Green highlighted Infonet’s 1,800 clients and its 1,100-strong workforce as two of the main attractions for BT. He said Infonet’s strength is with multinational accounts such as Nestle, Siemens, and DHL, with BT’s relative lack of an international infrastructure making it stronger at the level of large clients with several sites within the same country. Based on analysis of recent invitation to tenders that both companies have recently pursued, Green said there was only a 10% overlap between BT and Infonet.
The $965 million price tag seems high for Infonet, given that it reported a $66.6 million loss in its last financial year. BT Global Services itself has yet to break into the black since its latest re-branding, reporting a loss of $66 million in its first quarter ending June 30, 2004.
However, Green is optimistic about the potential financial synergies between the two companies.

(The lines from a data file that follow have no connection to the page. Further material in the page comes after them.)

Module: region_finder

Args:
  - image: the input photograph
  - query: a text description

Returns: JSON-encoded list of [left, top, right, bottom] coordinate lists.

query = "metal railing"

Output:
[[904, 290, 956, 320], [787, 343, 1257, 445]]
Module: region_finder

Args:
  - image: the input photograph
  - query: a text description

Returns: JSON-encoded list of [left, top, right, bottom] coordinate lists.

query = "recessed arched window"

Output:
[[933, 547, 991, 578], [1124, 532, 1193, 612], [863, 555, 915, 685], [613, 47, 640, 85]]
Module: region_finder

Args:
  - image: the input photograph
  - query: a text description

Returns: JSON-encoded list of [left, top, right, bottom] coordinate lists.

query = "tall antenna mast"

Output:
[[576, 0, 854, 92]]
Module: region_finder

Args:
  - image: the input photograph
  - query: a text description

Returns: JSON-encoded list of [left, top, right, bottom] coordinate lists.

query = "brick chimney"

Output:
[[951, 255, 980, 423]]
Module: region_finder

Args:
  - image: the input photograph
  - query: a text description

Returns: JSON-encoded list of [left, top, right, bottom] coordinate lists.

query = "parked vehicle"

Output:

BT expects cost savings of $150 million to be generated in the third year following the acquisition by eliminating network overlaps and increasing purchasing power in buying extra capacity.
Infonet’s takeover by BT will ruffle the feathers of some of its channel partners, which account for 30% or $187 million of its total revenue. Two of the largest are Deutsche Telekom and KPN, which between them account for between 15% and 20% of Infonet’s indirect revenue. Both might reconsider their distributor status if Infonet is acquired by one of their major rivals.
Green said the Infonet deal will put clear, blue water between BT and its main competitors in the network services space, which he listed as Equant, AT&T, MCI, Sprint, Cable & Wireless, and NTT. He also acknowledged that IT services companies such as IBM, Hewlett-Packard, and EDS, which recently secured a major $1 billion network management deal with Bank of America, are also contenders.
BT’s main rival in the corporate network services space is Equant, which continues to struggle financially under the ownership of France Telecom. Given that both BT Global Services and Infonet are unprofitable at a net level, this begs the question whether anyone will ever make money out of building, selling and managing corporate networks?
Green said: Margins are under pressure…but there are fantastic gross margins to be made on laying a piece of dark fiber and selling it, and the trick is to sell it. The ‘build it and they will come’ mentality of operators between 1999 and 2001 was a bad idea. We are now spending the capital only when we get the customers.